As a diabetic for about 5 years now, my feeling for that is simply that for me it has become a way of life and accepting ways that I am different from other people. Certainly, I looked at the change in my life as a big thing when it was discovered, and I had to learn new things in order to live and stay well. Now that I have lived with it and learned where my choices in life have to be different, some of them are fun. I have always loved to cook, and learning new recipes and meal plans, and even coming up with entire meals for other family members and friends that are well within my diet and so tasty that they never guess it was diabetic balanced and perish the thought HEALTHY gives me evil pleasure. The fact of a nice meal and the humor of their reactions makes it fun. Not really proud, but its not a burden either any more.
Another place where I recently came to grips with another situation that is life changing, is that my brain is apparently wired with a predisposition to physical addictions to drugs and alcohol. Ok, no more drinking for fun, or any other reason. Now that I get the picture, its Ho Humm, pass the iced tea. Some people tell me I should be proud that my last drink of booze and a few pills was over 6 months ago. I do go to a 12 step meeting, and the rest of them reacted more heavily to my 6 months status than another person's six years. I am much happier now than I was this time last year, but thats what I look at.

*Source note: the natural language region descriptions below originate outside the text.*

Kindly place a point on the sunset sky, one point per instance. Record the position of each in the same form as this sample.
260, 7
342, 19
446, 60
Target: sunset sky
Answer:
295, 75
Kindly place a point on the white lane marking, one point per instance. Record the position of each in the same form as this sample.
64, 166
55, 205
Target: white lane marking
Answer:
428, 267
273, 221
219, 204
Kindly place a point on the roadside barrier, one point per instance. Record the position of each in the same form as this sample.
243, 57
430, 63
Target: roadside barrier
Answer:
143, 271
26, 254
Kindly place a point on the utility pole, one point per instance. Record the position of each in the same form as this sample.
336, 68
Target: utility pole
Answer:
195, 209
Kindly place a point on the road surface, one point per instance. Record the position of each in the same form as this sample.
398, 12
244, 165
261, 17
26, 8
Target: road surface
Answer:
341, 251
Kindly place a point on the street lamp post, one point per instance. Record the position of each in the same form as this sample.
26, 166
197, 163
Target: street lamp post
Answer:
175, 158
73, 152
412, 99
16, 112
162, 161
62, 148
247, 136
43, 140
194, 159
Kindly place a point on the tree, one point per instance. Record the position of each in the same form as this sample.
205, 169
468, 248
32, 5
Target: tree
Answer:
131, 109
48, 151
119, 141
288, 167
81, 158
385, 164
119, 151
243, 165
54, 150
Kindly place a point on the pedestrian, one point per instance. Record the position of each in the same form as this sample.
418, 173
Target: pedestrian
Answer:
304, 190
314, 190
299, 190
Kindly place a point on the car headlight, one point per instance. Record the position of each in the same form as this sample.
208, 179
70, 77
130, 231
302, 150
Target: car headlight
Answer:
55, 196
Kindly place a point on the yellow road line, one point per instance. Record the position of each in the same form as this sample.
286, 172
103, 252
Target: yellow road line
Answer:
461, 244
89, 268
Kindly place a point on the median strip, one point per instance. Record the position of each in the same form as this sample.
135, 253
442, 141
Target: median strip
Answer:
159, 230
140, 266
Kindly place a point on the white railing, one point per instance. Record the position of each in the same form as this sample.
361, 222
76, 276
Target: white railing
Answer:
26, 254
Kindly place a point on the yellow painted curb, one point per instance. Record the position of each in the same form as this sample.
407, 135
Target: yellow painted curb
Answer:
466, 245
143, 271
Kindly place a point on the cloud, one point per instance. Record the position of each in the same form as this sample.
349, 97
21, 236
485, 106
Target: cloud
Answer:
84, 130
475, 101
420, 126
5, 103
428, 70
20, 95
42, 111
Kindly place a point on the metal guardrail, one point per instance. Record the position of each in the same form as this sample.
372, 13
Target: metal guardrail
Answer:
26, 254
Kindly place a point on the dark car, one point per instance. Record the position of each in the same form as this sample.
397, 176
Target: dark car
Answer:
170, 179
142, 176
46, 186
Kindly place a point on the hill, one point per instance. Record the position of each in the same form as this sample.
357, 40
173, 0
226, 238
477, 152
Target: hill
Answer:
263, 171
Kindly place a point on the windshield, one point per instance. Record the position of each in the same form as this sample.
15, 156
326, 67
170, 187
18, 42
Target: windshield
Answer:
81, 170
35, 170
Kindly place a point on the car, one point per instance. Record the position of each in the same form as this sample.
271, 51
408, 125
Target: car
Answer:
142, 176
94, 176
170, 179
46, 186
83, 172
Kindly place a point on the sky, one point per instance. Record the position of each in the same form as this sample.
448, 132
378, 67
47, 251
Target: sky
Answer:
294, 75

Both of these things are also the way I look at my dissatisfaction with the gender that my mother's OB/GYN declared me to be back in 1948. I am not proud that I am this way. Why be proud of something that has put you through HELL?? Some of that is why my other two life changing health/psycho-chemistry related issues happened. (Beer bellys are serious weight that screws up the liver and pancreas which causes Type 2 diabetes. Gender dissatisfaction makes you grouchy and unhappy, so you look to beer to make you feel better, as it take more beer to feel better, the beer belly gets larger.)
I could go into another genetic condition that makes my blood the same for vampires as the beer is for me, but its more fun to keep people guessing.
OK bottom line for this "Trans Girl" is that I don't know whether I will live 24/7 as a woman, have GRS or even if I will get HRT because of my other internal damage. I am and have been a female spirited person since earliest memory, although the female was a concept I had not defined early on. I was a boy because the doctor said I was, and I mistakenly thought all boys were like I was!!! I can be big about it, that was a terrible mistake on my part. I have a sister who is much more "one of the boys" even during her precious girlhood

than I ever was!!
I have noticed a large number of people claiming to be "Transgendered" with no claim to being or becoming their pretend gender. Many of these are on a "bandwagon" rock 'em and shock 'em trip. They are expressing their "individuality" much as gang bangers wear Oakland Raiders gear. How individual is that?

Meanwhile, "Transgendered" is a term that I feel about the same as I do the lable "Alcoholic". "Hi I'm Vicky and I am a Transgenderedalcoholic". (deliberate word fusion) "Hi Vicky!" It describes a condition for the public horror or enlightenment, but in no way invites knowledge of the individual which is what is really needed. I am a person, not a social phenomenae or an epithet. Yes I do see people that use Transgendered in a way that "disses" all of us that simply need a short answer to why are you dressed funny?